Public sector managers have delivered a damming assessment of the quality of their senior management. Two thirds feel that their leadership is so poor that it threatens to derail the government’s public sector reform agenda.

Initiative overload and an obsession with standards, targets and procedures is also undermining imaginative management, according to the survey of 1,900 public sector managers carried out by the Chartered Management Institute (CMI).

‘Leading Change in the Public Sector: Making the Difference’ reveals that only one in three middle and junior managers rate the leadership demonstrated by their most senior management team highly, with the remainder describing it as either low or medium quality.

Managers who took part in the survey complained of a ‘blame culture’, where all too often priorities are blurred and targets are the ‘raison d’être’. Leaders need to foster a culture of trust, they said, with increased focus on customers.

And time and again they attacked the current emphasis on standards, targets and procedures as a barrier to imaginative management and leadership.

As one manager said, “we’re not going to get better just by getting better at measuring performance.”

Initiative overload is common: six out of ten managers cite the sheer pressure of work while almost half say insufficient finance and the time-consuming and bureaucratic nature of such initiatives are the key barriers to implementation of public sector reform.

One particular area where public sector leaders have failed to deliver is ‘clarity of vision’. Only one in three of the managers surveyed said that they saw it demonstrated in reality.

“Leadership development is crucial for effective change,” said Mary Chapman, chief executive of the Chartered Management Institute. “What’s more, our research shows that where there is high priority given to leadership development, net employee satisfaction and motivation is up by one quarter over the past three years.

“By contrast, where a low priority is given to leadership development, the overall net change in employee satisfaction is down by one third.”

The survey also found worrying signs that an enduring ‘command culture’ within public sector management continues to undermining efforts to deliver a reform agenda based on more flexible ways of working and thinking. Many procedures are still in place that restrict the freedom of frontline managers to take risks and develop new solutions and few delegate real authority or budgetary control..

As a result, fewer than half of managers surveyed recognise ‘partnership working’ as a necessary public leadership skill, while less than a quarter appreciate the importance of developing ‘political’ skills. A mere one in five felt that ‘innovation’ was important.

But where responsibility is devolved to give managers greater engagement with the local community and the public greater direct involvement in service delivery, those involved reported higher levels of individual enthusiasm and satisfaction from 'making the difference'.

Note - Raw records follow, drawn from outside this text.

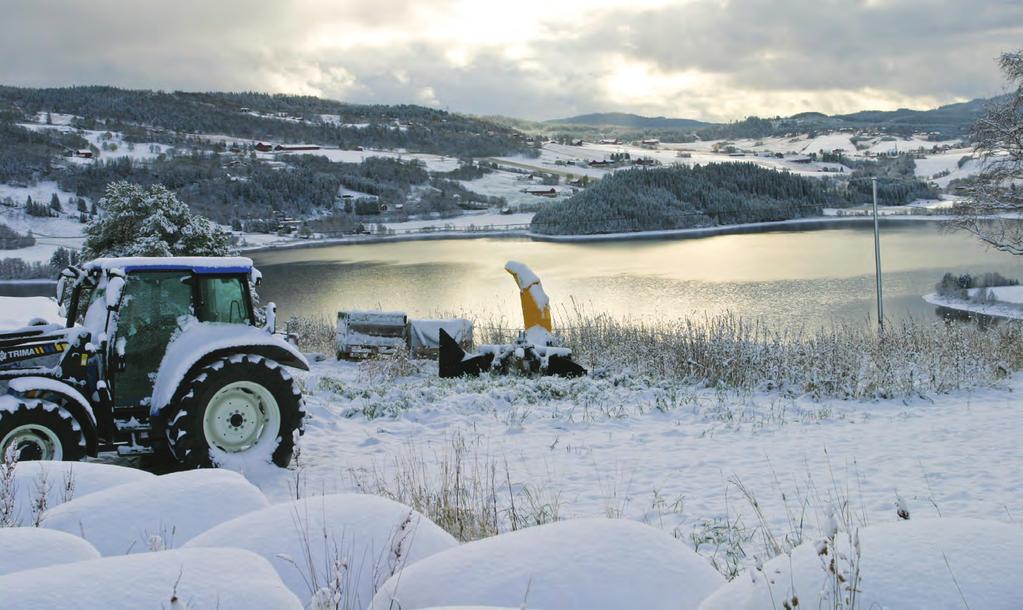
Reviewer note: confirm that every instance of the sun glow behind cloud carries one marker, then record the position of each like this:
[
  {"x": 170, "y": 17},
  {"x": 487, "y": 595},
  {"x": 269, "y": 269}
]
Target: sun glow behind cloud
[{"x": 709, "y": 59}]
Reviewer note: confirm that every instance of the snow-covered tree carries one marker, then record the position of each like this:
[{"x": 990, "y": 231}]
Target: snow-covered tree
[
  {"x": 994, "y": 198},
  {"x": 150, "y": 222}
]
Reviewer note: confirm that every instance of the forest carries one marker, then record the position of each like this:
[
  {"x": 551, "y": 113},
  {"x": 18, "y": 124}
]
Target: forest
[
  {"x": 684, "y": 197},
  {"x": 166, "y": 117}
]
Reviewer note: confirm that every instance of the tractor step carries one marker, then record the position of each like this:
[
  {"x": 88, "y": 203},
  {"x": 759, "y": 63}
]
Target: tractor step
[
  {"x": 133, "y": 450},
  {"x": 132, "y": 425}
]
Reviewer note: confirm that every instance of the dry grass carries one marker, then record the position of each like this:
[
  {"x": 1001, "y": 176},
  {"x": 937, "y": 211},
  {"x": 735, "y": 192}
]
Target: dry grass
[
  {"x": 912, "y": 358},
  {"x": 462, "y": 489}
]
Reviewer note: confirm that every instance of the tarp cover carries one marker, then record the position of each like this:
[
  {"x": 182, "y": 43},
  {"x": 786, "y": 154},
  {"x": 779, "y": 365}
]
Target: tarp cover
[{"x": 426, "y": 334}]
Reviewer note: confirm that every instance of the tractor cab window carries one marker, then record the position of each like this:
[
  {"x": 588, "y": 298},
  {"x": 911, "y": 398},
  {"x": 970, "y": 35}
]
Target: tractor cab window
[
  {"x": 151, "y": 304},
  {"x": 222, "y": 300}
]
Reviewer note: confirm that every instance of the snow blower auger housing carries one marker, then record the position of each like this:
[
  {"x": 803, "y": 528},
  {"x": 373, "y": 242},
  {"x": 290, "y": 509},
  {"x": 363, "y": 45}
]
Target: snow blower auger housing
[
  {"x": 157, "y": 355},
  {"x": 535, "y": 352}
]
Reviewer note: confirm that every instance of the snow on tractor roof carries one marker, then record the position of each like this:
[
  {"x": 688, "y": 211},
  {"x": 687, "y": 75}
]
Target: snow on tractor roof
[{"x": 198, "y": 264}]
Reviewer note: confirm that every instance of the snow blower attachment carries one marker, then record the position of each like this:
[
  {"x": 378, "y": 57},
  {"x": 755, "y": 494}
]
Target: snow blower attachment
[{"x": 533, "y": 352}]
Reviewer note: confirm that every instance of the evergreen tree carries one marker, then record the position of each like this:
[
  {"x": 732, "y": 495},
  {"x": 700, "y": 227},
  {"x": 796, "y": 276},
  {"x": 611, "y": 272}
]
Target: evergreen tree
[{"x": 150, "y": 222}]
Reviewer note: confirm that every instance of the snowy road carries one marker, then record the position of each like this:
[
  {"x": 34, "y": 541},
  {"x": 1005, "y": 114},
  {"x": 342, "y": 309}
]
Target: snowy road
[{"x": 670, "y": 455}]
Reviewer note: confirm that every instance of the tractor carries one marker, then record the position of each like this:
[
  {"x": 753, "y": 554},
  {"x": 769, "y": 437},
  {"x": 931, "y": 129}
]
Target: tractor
[{"x": 158, "y": 355}]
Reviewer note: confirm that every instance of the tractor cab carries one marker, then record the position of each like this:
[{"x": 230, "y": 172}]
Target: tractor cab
[
  {"x": 156, "y": 353},
  {"x": 133, "y": 307}
]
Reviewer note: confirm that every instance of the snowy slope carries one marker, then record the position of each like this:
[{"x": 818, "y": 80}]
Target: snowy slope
[
  {"x": 573, "y": 565},
  {"x": 935, "y": 564},
  {"x": 18, "y": 311},
  {"x": 304, "y": 540},
  {"x": 158, "y": 512},
  {"x": 28, "y": 548},
  {"x": 62, "y": 481},
  {"x": 196, "y": 578}
]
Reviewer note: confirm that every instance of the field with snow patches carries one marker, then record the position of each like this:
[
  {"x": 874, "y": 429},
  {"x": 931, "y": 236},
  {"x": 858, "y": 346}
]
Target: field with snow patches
[{"x": 621, "y": 489}]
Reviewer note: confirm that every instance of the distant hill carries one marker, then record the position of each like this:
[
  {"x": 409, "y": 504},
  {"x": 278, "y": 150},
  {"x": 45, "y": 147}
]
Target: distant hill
[
  {"x": 963, "y": 114},
  {"x": 164, "y": 117},
  {"x": 631, "y": 121},
  {"x": 948, "y": 121}
]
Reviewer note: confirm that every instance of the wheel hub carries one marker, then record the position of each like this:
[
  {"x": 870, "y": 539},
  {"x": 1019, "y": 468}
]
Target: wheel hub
[
  {"x": 32, "y": 441},
  {"x": 238, "y": 416}
]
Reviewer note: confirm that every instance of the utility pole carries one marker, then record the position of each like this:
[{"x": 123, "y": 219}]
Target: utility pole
[{"x": 877, "y": 255}]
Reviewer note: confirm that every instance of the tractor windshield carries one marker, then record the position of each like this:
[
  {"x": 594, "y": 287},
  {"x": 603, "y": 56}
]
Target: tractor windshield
[
  {"x": 149, "y": 310},
  {"x": 222, "y": 299}
]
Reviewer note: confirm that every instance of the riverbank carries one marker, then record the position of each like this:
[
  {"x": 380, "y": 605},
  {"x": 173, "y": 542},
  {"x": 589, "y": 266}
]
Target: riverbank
[
  {"x": 1009, "y": 304},
  {"x": 798, "y": 224}
]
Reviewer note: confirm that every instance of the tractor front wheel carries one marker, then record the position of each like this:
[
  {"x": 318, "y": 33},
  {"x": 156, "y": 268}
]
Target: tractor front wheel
[
  {"x": 242, "y": 404},
  {"x": 40, "y": 430}
]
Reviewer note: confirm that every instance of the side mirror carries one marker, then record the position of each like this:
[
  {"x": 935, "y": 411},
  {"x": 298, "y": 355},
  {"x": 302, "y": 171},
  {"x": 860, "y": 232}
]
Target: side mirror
[
  {"x": 270, "y": 311},
  {"x": 114, "y": 288}
]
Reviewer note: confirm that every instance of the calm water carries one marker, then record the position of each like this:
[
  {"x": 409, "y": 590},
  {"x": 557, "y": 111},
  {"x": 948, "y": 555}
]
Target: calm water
[
  {"x": 786, "y": 277},
  {"x": 802, "y": 277}
]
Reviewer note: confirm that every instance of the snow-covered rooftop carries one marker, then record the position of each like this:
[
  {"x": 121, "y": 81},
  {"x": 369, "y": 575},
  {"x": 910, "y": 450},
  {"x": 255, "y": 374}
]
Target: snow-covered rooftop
[{"x": 201, "y": 264}]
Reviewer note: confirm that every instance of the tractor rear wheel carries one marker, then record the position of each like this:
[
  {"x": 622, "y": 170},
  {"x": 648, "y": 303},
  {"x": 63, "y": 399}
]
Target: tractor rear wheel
[
  {"x": 243, "y": 405},
  {"x": 40, "y": 430}
]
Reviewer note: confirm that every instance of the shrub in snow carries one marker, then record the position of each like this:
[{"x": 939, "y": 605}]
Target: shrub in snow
[
  {"x": 28, "y": 548},
  {"x": 586, "y": 564},
  {"x": 918, "y": 564},
  {"x": 18, "y": 311},
  {"x": 196, "y": 578},
  {"x": 150, "y": 222},
  {"x": 41, "y": 485},
  {"x": 334, "y": 550},
  {"x": 157, "y": 513}
]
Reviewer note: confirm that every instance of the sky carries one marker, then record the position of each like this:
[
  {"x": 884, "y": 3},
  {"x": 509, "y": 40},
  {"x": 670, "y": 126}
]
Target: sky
[{"x": 708, "y": 59}]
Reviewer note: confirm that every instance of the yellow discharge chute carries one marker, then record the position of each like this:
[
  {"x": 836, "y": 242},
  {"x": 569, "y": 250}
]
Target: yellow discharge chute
[{"x": 535, "y": 304}]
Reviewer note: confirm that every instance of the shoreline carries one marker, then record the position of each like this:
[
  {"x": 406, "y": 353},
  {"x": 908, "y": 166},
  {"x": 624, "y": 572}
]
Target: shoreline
[
  {"x": 999, "y": 310},
  {"x": 814, "y": 223}
]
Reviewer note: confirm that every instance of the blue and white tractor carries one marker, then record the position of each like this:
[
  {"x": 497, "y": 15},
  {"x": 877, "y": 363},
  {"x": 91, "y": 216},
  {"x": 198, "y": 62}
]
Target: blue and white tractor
[{"x": 156, "y": 355}]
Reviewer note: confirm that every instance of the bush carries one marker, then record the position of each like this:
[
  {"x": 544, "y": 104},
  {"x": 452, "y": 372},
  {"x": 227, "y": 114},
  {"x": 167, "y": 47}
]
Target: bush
[
  {"x": 910, "y": 358},
  {"x": 11, "y": 240}
]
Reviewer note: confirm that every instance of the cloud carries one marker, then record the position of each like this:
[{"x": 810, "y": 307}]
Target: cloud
[{"x": 714, "y": 59}]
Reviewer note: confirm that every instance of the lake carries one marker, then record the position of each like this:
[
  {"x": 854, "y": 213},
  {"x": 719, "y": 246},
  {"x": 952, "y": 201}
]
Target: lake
[{"x": 807, "y": 277}]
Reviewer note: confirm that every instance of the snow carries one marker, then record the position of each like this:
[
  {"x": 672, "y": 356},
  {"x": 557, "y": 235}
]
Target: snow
[
  {"x": 464, "y": 221},
  {"x": 202, "y": 263},
  {"x": 427, "y": 333},
  {"x": 198, "y": 339},
  {"x": 177, "y": 507},
  {"x": 84, "y": 478},
  {"x": 101, "y": 138},
  {"x": 16, "y": 312},
  {"x": 523, "y": 274},
  {"x": 26, "y": 384},
  {"x": 1008, "y": 302},
  {"x": 223, "y": 578},
  {"x": 304, "y": 539},
  {"x": 586, "y": 564},
  {"x": 901, "y": 565},
  {"x": 434, "y": 163},
  {"x": 28, "y": 548},
  {"x": 63, "y": 230}
]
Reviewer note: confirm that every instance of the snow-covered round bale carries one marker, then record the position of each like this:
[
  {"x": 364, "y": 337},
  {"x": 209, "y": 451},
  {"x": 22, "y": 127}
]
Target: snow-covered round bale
[
  {"x": 307, "y": 540},
  {"x": 16, "y": 312},
  {"x": 156, "y": 513},
  {"x": 28, "y": 548},
  {"x": 585, "y": 564},
  {"x": 901, "y": 565},
  {"x": 62, "y": 481},
  {"x": 223, "y": 578}
]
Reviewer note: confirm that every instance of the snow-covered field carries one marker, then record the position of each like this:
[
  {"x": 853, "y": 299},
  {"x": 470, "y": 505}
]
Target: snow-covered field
[
  {"x": 1008, "y": 302},
  {"x": 625, "y": 490}
]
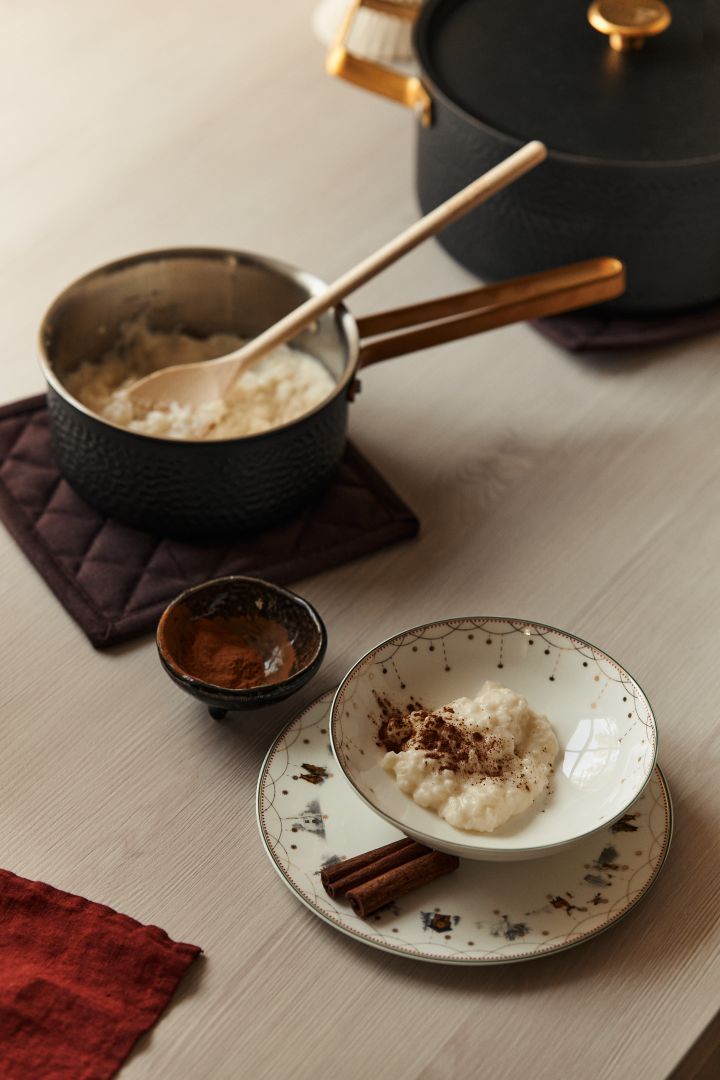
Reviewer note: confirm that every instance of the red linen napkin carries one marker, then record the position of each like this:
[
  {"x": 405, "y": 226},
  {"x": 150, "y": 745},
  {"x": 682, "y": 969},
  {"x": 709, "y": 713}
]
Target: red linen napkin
[{"x": 79, "y": 983}]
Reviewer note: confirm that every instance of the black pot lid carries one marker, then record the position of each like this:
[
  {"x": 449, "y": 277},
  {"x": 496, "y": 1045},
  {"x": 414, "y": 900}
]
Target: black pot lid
[{"x": 539, "y": 69}]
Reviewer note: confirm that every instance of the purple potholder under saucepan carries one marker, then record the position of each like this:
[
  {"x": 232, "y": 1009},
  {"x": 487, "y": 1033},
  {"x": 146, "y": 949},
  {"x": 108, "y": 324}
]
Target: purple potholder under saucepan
[
  {"x": 583, "y": 331},
  {"x": 116, "y": 581}
]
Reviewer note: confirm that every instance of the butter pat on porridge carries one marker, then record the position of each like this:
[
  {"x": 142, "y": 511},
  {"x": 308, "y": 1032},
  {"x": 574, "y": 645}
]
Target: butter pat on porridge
[
  {"x": 477, "y": 761},
  {"x": 280, "y": 388}
]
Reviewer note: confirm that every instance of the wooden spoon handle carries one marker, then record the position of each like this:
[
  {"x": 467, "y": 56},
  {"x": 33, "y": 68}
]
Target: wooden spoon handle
[{"x": 475, "y": 193}]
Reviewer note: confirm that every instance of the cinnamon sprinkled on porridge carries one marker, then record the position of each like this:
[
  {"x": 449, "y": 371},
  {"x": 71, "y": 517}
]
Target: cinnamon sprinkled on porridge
[{"x": 476, "y": 761}]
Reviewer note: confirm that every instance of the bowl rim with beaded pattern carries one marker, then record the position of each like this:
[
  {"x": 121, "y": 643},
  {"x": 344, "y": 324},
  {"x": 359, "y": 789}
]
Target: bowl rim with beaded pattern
[{"x": 571, "y": 815}]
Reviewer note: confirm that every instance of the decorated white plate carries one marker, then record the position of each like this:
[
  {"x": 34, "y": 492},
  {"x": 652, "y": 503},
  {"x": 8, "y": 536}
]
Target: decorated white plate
[{"x": 481, "y": 914}]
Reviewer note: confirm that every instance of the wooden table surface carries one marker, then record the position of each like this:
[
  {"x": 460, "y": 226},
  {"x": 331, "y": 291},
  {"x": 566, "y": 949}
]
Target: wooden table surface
[{"x": 576, "y": 490}]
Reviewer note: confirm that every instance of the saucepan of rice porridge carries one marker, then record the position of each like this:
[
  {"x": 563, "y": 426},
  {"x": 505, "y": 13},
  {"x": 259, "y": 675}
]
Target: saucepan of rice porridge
[{"x": 275, "y": 437}]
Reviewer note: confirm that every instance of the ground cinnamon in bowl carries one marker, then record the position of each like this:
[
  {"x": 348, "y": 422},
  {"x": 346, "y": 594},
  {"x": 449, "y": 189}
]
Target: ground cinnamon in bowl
[
  {"x": 236, "y": 652},
  {"x": 240, "y": 643}
]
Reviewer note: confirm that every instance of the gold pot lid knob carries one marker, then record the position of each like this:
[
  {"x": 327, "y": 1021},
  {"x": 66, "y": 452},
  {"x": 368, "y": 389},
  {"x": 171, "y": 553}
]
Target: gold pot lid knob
[{"x": 628, "y": 23}]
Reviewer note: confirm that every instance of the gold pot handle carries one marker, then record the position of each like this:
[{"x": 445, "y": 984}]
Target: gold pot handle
[
  {"x": 407, "y": 90},
  {"x": 538, "y": 295}
]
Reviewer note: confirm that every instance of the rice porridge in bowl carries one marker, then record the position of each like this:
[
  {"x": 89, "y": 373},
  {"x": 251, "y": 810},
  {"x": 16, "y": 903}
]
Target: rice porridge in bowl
[
  {"x": 496, "y": 739},
  {"x": 281, "y": 387}
]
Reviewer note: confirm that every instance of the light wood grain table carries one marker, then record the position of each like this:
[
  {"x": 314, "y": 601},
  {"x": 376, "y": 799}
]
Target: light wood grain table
[{"x": 582, "y": 491}]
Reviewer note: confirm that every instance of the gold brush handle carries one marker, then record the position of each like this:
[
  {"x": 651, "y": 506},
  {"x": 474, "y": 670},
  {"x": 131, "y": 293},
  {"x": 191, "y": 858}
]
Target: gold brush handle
[{"x": 407, "y": 90}]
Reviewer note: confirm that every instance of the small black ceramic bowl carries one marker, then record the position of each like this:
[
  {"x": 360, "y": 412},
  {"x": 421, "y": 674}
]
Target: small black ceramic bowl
[{"x": 280, "y": 625}]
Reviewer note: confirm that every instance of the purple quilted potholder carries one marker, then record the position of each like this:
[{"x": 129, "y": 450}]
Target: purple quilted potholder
[
  {"x": 596, "y": 328},
  {"x": 116, "y": 581}
]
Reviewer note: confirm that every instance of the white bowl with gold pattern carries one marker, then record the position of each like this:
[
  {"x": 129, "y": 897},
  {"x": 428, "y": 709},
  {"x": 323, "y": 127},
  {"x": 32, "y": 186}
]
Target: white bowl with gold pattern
[{"x": 600, "y": 715}]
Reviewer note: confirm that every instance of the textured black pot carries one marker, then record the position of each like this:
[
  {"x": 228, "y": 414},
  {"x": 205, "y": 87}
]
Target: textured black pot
[
  {"x": 634, "y": 140},
  {"x": 181, "y": 487}
]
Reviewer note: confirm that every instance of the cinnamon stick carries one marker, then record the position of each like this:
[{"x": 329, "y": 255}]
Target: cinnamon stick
[
  {"x": 368, "y": 898},
  {"x": 363, "y": 874},
  {"x": 330, "y": 874}
]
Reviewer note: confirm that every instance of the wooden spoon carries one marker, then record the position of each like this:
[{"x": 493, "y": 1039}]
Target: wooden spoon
[{"x": 197, "y": 383}]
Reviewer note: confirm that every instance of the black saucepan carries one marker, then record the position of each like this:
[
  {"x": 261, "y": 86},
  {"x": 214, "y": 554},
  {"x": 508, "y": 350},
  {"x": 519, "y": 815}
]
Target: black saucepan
[
  {"x": 214, "y": 487},
  {"x": 633, "y": 133}
]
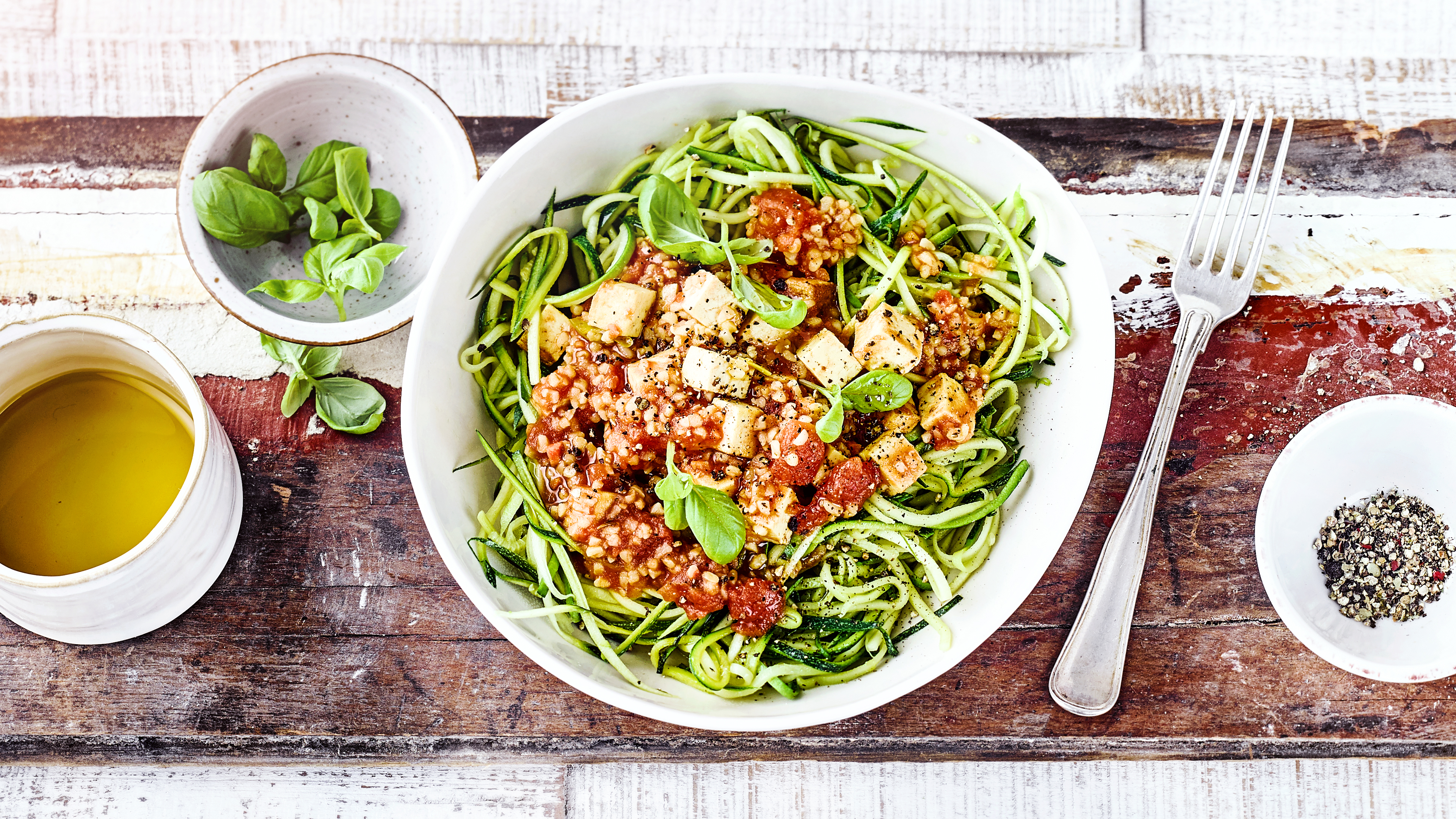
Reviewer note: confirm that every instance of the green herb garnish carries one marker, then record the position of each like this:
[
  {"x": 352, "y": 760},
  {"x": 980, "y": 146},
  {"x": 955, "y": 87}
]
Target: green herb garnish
[
  {"x": 346, "y": 404},
  {"x": 714, "y": 518}
]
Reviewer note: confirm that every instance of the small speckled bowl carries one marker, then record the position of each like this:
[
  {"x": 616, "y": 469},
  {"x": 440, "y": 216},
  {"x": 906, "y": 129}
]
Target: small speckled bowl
[
  {"x": 417, "y": 151},
  {"x": 1349, "y": 454}
]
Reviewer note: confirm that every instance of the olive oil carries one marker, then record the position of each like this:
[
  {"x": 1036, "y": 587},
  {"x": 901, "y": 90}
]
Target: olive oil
[{"x": 89, "y": 464}]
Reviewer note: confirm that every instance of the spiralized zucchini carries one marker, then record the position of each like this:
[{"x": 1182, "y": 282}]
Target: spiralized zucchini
[{"x": 857, "y": 589}]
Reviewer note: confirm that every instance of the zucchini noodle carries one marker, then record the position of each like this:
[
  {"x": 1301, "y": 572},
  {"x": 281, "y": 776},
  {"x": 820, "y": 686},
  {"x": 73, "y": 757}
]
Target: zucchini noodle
[{"x": 854, "y": 589}]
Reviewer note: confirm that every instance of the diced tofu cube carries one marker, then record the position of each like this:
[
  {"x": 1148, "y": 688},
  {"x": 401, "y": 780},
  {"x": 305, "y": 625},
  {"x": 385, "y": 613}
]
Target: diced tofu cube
[
  {"x": 657, "y": 373},
  {"x": 768, "y": 508},
  {"x": 901, "y": 420},
  {"x": 901, "y": 465},
  {"x": 828, "y": 359},
  {"x": 765, "y": 334},
  {"x": 813, "y": 290},
  {"x": 555, "y": 334},
  {"x": 702, "y": 473},
  {"x": 710, "y": 301},
  {"x": 717, "y": 373},
  {"x": 739, "y": 435},
  {"x": 621, "y": 308},
  {"x": 946, "y": 411},
  {"x": 889, "y": 339}
]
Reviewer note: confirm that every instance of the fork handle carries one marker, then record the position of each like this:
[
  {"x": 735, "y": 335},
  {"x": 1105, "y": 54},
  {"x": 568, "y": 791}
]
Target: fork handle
[{"x": 1088, "y": 675}]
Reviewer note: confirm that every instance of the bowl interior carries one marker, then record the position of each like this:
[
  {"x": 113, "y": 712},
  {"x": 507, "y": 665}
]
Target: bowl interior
[
  {"x": 582, "y": 151},
  {"x": 417, "y": 151},
  {"x": 1343, "y": 457}
]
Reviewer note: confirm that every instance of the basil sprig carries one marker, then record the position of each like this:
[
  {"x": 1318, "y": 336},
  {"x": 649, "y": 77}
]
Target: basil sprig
[
  {"x": 778, "y": 311},
  {"x": 714, "y": 518},
  {"x": 251, "y": 209},
  {"x": 346, "y": 404},
  {"x": 235, "y": 210},
  {"x": 877, "y": 391},
  {"x": 672, "y": 222},
  {"x": 334, "y": 267},
  {"x": 887, "y": 225}
]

Sir Michael Bichard, Rector of the London Institute and former permanent secretary for the Department for Education, who chaired the research advisory panel, called for those developing policy and targets to listen to the people directly engaged in the provision of services.

“Responsibility for driving up standards should ideally lie closest to those responsible for delivery,” he said. “Solutions should be designed and maintained by the professionals themselves.”